Mit dem rapide schwindenden Einfluss adornoschen Musikdenkens und dem kläglichen Scheitern der emphatisch Neuen Musik niemand will sie wirklich hören ist auch wieder die Neigung gewachsen, die Auffassung von Musik anthropologisch zu fundieren. Eine temperamentvoll vorgetragene anthropologische Fundierung der Musik fordert nun Marcel Dobberstein in seinem Buch Die Natur der Musik; und diese Forderung führt dann auch konsequent zu einer heftigen Kritik der Neuen Musik. Nach Dobberstein blieb doch tatsächlich bislang unerkannt, daß die Konzepte der Avantgarde des musikalischen Sinns entbehren, da ihnen der Rückbezug auf die leibseelische Basis musikalischen Hörens fehlt. Und weiter: Das heute vorherrschende Musikdenken, das Schönbergs, das von Theoretikern wie Carl Dahlhaus und Hans Heinrich Eggebrecht, bedarf grundlegender Revision.

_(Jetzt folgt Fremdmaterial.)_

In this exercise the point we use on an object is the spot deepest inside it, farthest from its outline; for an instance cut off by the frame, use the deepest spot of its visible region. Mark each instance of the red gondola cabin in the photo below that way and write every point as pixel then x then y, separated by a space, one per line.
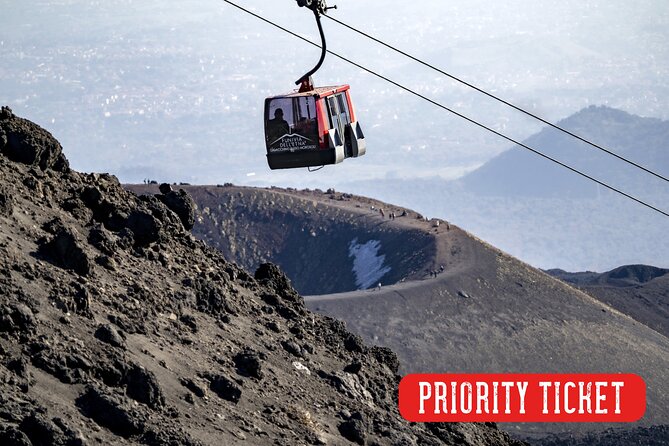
pixel 312 128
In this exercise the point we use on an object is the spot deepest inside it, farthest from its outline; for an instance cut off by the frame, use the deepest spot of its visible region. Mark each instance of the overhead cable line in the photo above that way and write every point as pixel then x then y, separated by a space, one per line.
pixel 466 118
pixel 497 98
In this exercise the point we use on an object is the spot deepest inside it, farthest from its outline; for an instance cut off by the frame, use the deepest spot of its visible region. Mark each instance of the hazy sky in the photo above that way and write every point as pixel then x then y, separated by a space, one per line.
pixel 174 90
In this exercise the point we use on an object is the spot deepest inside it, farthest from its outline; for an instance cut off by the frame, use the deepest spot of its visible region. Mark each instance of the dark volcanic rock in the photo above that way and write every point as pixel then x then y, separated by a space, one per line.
pixel 196 325
pixel 12 436
pixel 144 226
pixel 66 250
pixel 249 363
pixel 142 385
pixel 6 202
pixel 109 334
pixel 17 318
pixel 225 388
pixel 111 411
pixel 181 204
pixel 29 143
pixel 354 429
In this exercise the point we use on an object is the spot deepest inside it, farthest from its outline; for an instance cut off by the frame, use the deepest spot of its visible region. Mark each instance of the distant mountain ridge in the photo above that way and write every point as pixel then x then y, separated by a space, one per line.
pixel 518 172
pixel 484 312
pixel 548 216
pixel 640 291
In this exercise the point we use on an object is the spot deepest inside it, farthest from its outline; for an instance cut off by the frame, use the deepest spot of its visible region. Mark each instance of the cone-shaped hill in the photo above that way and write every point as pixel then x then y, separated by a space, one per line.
pixel 117 326
pixel 484 312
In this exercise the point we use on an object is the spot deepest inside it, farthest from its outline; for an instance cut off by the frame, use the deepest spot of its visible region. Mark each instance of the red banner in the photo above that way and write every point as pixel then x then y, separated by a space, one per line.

Nach Dobbersteins Kritik wird im gegenwärtig vorherrschenden Musikdenken der hörende, verstehende und lernende Mensch ausgeblendet. Für Dobberstein ist eine autonome Musik, die nur sich selbst genügt, ein Unding; es kann sie nach seiner Meinung nicht geben. Musik müsse immer als die Musik des Menschen verstanden werden, und die wachsende Einsicht in die Natur des Menschen befördere zugleich die Erkenntnis des Wesens der Musik.
Obwohl Dobberstein offensichtlich weit geöffnete Türen eintritt, wirkt sein Ansatz viel versprechend und man möchte sich in die Lektüre seiner Arbeit in der Hoffnung stürzen, fundierte Aufschlüsse über musikalische Grundprobleme zu erhalten, zu denen jeder, der sich ernsthaft mit Musik befasst, Stellung beziehen muss.

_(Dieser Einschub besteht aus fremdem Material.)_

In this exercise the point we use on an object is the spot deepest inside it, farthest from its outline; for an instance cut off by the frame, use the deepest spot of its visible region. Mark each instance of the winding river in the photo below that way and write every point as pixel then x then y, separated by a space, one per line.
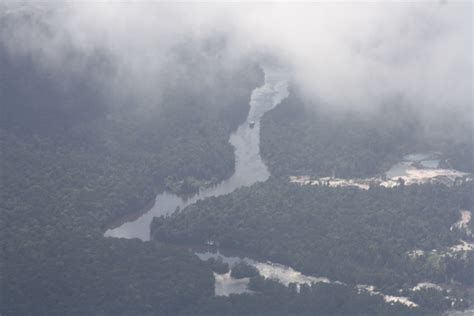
pixel 249 167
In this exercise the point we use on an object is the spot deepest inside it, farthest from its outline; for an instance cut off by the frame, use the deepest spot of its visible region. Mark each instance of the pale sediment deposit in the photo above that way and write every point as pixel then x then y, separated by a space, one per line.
pixel 404 172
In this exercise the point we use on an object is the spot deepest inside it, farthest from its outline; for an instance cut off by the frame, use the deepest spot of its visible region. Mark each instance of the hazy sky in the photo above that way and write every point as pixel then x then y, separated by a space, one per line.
pixel 345 55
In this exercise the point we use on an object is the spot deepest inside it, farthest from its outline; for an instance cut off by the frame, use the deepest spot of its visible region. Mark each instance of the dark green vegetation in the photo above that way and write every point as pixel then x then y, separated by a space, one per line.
pixel 72 161
pixel 217 265
pixel 243 270
pixel 273 298
pixel 299 139
pixel 346 234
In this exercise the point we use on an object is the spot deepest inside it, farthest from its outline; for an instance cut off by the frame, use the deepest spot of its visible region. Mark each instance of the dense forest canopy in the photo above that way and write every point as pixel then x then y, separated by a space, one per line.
pixel 104 106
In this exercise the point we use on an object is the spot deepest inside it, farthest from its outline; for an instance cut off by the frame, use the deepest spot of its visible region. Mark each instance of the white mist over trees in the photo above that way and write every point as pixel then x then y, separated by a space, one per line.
pixel 344 55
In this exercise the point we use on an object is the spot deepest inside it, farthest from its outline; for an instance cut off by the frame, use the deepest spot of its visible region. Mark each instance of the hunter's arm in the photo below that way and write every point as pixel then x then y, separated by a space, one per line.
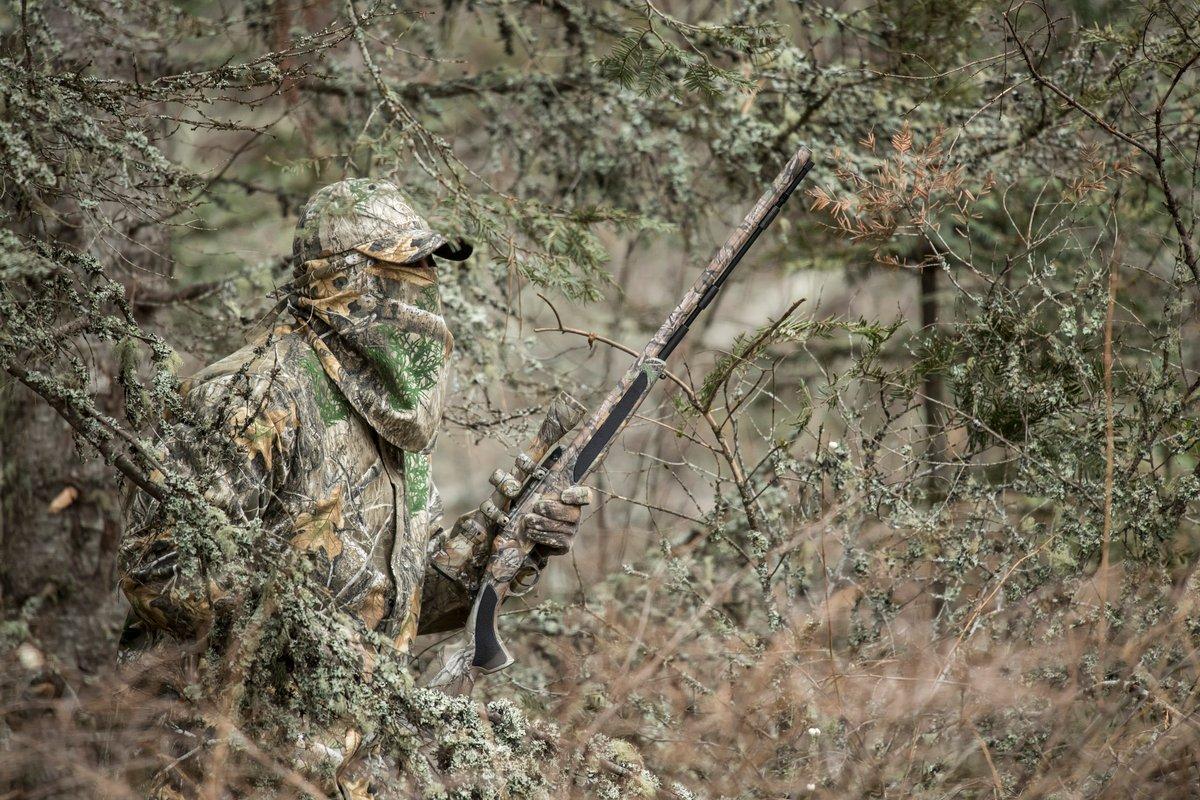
pixel 239 456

Doch ist Dobbersteins Text sprachlich-stilistisch ein fürchterliches Fiasko. Der Autor besitzt überhaupt kein Sprachgefühl; bestenfalls ahnt man, was er meinen könnte. Beispiele? Bitte: Anachronismus zu sein und als Ausdruck einer seichten Liebhaberschaft intra muros zu gelten, heißt die Folge jedweden Reflexionsverzichts. Und Resistenzschwäche ist die Konsequenz, weil im Fundament nicht oder pseudogefestigt wie andererseits mitteilungsunfähig für den Import und Export von Wissen in den Raum, dem man angehören muß, dem der Wissenschaften. Jene Haltung selbst ist es, die der Abgrabung der Fachsubstanz das Tor öffnet. (S. 55 f.) So gehts 371 Seiten lang.